You have made some really good points also it is wonderful that you donate with such generosity and thought.

Olivia I do find it odd that no research has gone into this area of payment yet and if it does it should be done by a non biased agency as unfortunately alot of surveys are sometimes skewed by the objectives of the commissioning agents.


----------



## olivia m

You are right BoW, really objective research is hard to find.  For some reason academic departments seem to have a difficult time finding money to research in the area of donor assisted reproduction, and particularly around donors.  Maybe Eric Blyth would have some comment about this?
Olivia


----------



## olivia m

Just in case anyone is interested, my daughter does think £500 would be a financial inducement for a student, but she also says that as long as there is good counselling prior to donation and the donor is committed to being available to any child conceived from age 18, then the money is not an issue.  She always bangs on about, 'it's all to do with how the child is raised...if the parents are OK about what they have done and they talk about it from early on, then the child should be fine'.  She then often goes on to say, slightly more controversially, 'and if they're not fine, then they've just got to get on with life and get over it'.  Just one opinion.
Olivia


----------



## bottleofwater

Hi Olivia

I agree with your daughter  how the child is raised and told is by far the most important point. I have to say £500 would not have been an inducement for me when I was a student as it so easy to make that money doing bar work etc, with alot less hassle. Anyway she seems very smart your daughter.


----------



## A.T.C.C

I think that if a child grows up with the knowledge that they are adopted or their siblings have different dads etc then there isnt suc a big shock as there would be if they were told at an older age.
My brother and sister were from my moms first marraige but my dad bought them up as his own. I can never remember being told that they we had different dads it was just the case that ive always known so it was never an issue. I just accepted it as it was. Also my siblings always knew where their biological dad was but he never had anything to do with them and didnt want to know but they never chose to contact him.

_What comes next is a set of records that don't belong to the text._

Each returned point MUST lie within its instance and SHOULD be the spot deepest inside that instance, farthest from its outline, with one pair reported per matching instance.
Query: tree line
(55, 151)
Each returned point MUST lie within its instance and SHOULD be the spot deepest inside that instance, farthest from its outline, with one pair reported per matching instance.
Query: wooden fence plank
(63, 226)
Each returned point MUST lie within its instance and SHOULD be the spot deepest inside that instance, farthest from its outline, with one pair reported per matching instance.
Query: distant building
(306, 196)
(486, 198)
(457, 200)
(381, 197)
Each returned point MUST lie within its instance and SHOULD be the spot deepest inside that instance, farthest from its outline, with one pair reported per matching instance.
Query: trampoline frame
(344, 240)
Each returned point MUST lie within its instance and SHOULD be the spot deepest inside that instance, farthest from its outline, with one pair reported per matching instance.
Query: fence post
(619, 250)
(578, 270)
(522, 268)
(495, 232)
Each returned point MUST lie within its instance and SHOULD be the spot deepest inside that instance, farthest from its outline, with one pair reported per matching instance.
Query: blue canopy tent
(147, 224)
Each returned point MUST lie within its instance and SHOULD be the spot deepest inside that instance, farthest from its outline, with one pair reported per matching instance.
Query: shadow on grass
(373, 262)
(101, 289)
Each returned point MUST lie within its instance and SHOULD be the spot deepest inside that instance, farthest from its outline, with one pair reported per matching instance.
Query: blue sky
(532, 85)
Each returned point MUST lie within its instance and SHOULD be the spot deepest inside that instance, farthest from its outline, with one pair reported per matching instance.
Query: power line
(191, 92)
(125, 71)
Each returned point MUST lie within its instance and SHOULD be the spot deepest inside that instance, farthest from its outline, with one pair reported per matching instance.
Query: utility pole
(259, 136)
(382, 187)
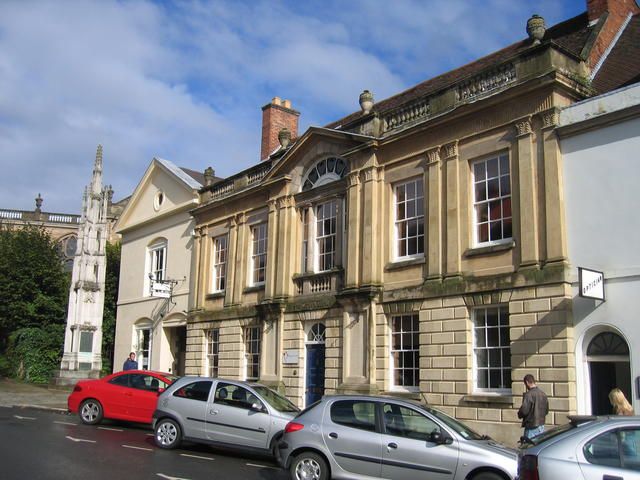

As for the comment about the £500 .. well thats my point.. it is a lot to go through just for £500 so i really dont think people would donate for the money but it would be a nice gesture for genuine donors to recieve it for what they do.


----------



## LiziBee

Thank you to Eric for the (very interesting) article.

I went to a very sporty university and lots of lads there became donors to get 'beer money' , I was always agreeved that egg donors didn't (at that time) even get expenses, so it really wasn't worth my while but if someone had offered me £500 I'd have happily jumped in. 

But that's just my opinion. The point I wanted to make was payment or not what we need is a strong advertising campaign and even more importantly support for the families the treatment creates so that they feel confident in explaining their genetic origins right from the start.

Also I am furious at the BMA for bringing this issue up again, it is (further) muddying the waters of some very important debates and may result in other amendment which may not be in our, or our children's best interests.

Lizi.x


----------



## brownowl23

my donor donated for around £300, thats what they get paid in SA, but to them its probably the equivelant of about £500.


----------



## roze

I accept that to revert to total anonymity at this stage will make the situation for some donor conceived adults totally unacceptable. However I am still not convinced that in itself ,' the choice' to 'know' the donor is such a fantastic deal. 
I am not aware that this legislation renders the donor responsible for meeting the dc adult, or even being nice to them. I know of some adopted people in this country who have traced their birth parent and have been totally rejected by them. People talk so much these days about ' rights ' and choice. Do we really need so much ' choice'?  

Prior to my giving birth, I was given a ' choice'. I could ' choose' to have a c section, as my baby was breech, or I could ' choose' to have a natural birth.  Basically to have a c section I had to sign a form accepting a range of risks including death of myself or the child, or to have a ' natural' delivery where I would be required to sign something similar. So what sort of ' choice' was that. What I really wanted was for someone to MAKE A BALANCED MEDICAL DECISION FOR WHICH THEY WERE PAID TO DO. 

Is it not the fact that ' choice' is overrated?  Would a DC child be counting the days before he/she is 18 and can trace the donor?  Is it correct to raise that child's expectations that, having become bored in adolescence with two parents, why not have a third.?  Personally I think that philosophically speaking, the argument is becoming increasingly academic, particularly with the recent court case involving a sperm donor where the man was forced to pay Child Support.  I have yet to hear that this is not a precedent for donors recruited through British clinics.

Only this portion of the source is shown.